Right now the Guardian is a prototype, but Rieback's working on compact version that will be available commercially in six months to a year for about 100 Euro. Simply clip the Guardian to your belt, and you can set it up to prevent people from reading your RFID tags and snarfing your personal data. As she fielded questions from the audience after her lecture (see right), Rieback explained the ins and outs of the chipset she'd chosen as well as why she'd become interested in this work. She wants to protect consumer privacy, as well as alert the RFID industry to some of the dangers that crop up when technology makes it easy for malicious individuals to make off with personal data or track a victim's location.
In the future, Rieback predicted, the RFID Guardian could be something you download to your next generation smart phone. Think of it as a do-not-call list for RFIDs. -- Annalee Newitz
This morning at the Chaos Communication Congress, Cambridge Ph.D. student Steven Murdoch (pictured at left) knocked everybody's socks off with a presentation about how people can unmask an anonymous online publisher by remotely monitoring his computer's temperature. It sounds about as tin foil hat as you can get, but the trick is real. Every computer's clock is run via quartz crystals, but those crystals change their speeds as the computer heats up. Therefore a computer's clock runs nanoseconds faster or slower depending on the overall temperature of the unit. This process is called clock skew, and it creates a uniquely off-kilter time "fingerprint" for every computer.
Researchers in the field have pointed out that asking a computer what time it is over and over for an extended period allows you to chart its time skew as it heats up and cools
off over a day's use. (See the chart at right for an example of a computer's unique time skew profile.) Murdoch talked about how time skew tracking could also be used to locate computers hidden via an anonymous network-within-a-network called Tor. Dissidents, whistleblowers, and other people who wish to remain anonymous can publish information on the Internet using Tor's "hidden services" mode. But a computer offering these hidden services can't hide its heat and resulting clock skew.

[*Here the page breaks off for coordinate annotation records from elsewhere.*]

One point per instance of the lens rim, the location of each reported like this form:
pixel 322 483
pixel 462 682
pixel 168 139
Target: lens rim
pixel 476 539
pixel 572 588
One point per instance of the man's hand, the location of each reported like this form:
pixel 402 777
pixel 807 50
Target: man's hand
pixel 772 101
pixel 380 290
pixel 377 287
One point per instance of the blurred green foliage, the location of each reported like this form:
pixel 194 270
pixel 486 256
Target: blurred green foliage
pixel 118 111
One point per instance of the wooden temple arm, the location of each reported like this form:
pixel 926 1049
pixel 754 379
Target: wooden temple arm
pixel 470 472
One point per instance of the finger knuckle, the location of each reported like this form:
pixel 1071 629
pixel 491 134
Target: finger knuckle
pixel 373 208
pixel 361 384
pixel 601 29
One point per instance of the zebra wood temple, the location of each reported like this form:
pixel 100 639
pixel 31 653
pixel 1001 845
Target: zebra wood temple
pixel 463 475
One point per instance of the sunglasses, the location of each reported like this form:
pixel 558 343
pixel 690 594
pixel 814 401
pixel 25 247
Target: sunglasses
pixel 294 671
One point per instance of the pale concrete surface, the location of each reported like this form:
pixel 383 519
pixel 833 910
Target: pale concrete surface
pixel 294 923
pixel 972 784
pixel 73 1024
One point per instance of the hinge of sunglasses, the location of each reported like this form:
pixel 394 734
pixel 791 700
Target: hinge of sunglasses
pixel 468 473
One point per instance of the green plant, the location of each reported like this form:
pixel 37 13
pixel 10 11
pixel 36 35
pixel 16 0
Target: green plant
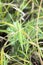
pixel 23 35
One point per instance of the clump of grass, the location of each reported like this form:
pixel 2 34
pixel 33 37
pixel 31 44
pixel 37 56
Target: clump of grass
pixel 22 21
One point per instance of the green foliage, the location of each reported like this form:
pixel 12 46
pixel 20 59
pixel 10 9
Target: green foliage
pixel 23 33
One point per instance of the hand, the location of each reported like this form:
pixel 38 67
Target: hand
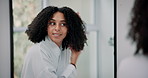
pixel 74 56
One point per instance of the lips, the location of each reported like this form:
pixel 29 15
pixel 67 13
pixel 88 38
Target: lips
pixel 56 34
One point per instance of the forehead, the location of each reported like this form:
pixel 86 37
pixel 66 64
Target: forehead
pixel 58 15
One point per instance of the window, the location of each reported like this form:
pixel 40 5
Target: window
pixel 23 13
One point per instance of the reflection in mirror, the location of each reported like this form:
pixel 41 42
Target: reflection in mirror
pixel 96 60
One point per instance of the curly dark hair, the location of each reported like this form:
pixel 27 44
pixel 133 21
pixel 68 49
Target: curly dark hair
pixel 76 36
pixel 139 25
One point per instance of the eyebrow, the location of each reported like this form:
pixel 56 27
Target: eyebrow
pixel 55 20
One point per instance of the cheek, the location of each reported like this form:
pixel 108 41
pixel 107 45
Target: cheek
pixel 49 30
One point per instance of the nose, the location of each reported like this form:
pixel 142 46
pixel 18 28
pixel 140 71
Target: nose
pixel 57 28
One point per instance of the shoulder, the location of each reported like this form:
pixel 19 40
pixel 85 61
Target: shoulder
pixel 33 50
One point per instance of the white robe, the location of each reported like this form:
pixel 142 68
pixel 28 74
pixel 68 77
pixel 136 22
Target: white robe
pixel 134 67
pixel 47 60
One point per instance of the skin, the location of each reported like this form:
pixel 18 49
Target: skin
pixel 57 31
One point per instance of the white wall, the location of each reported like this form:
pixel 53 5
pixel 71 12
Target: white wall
pixel 124 45
pixel 106 30
pixel 4 39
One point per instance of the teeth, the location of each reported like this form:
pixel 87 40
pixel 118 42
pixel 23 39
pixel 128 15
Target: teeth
pixel 56 34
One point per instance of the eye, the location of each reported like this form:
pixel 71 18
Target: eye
pixel 51 23
pixel 63 24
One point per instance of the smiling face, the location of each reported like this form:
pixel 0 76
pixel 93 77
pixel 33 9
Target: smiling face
pixel 57 29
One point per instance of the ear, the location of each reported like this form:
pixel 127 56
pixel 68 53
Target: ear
pixel 78 14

Somebody who wants to nab dissidents can send lots of data to the computer running hidden services, heat it up, take a measurement, and then compare those measurements to other computers in the Tor network. Once she has a match, that person will know the IP address of the computer hosting the formerly-anonymous publisher. She can now track the computer down and destroy it. Murdoch speculated that time skew might also reveal the whereabouts of a computer because one could figure out what time of day air conditioning got turned on and off, or when sun was heating up the room where the computer is located. One could also figure out, based on the heat signature, whether a computer was stored in a rack or under somebody's desk.
There are no good ways to defend against time skew monitoring. Fans and temperature regulators don't correct for the tiny changes in temperature required to produce skew. So even if you're hiding using advanced tech like Tor, your heat can give you away. Read Murdoch's paper on the topic here. -- Annalee Newitz
In a day of fantastic lectures and demonstrations at the Chaos Communication Congress, one of the most intriguing came from a computer science/artificial intelligence undergraduate at MIT named Christine Corbett Moran. She's been a very active contributor to an open source project called MOSES devoted to statistical machine translation (SMT). Although there are already a number of automatic translation software programs available -- many people are familiar with Google's translator and BabelFish -- few are open source and none are as robust as MOSES.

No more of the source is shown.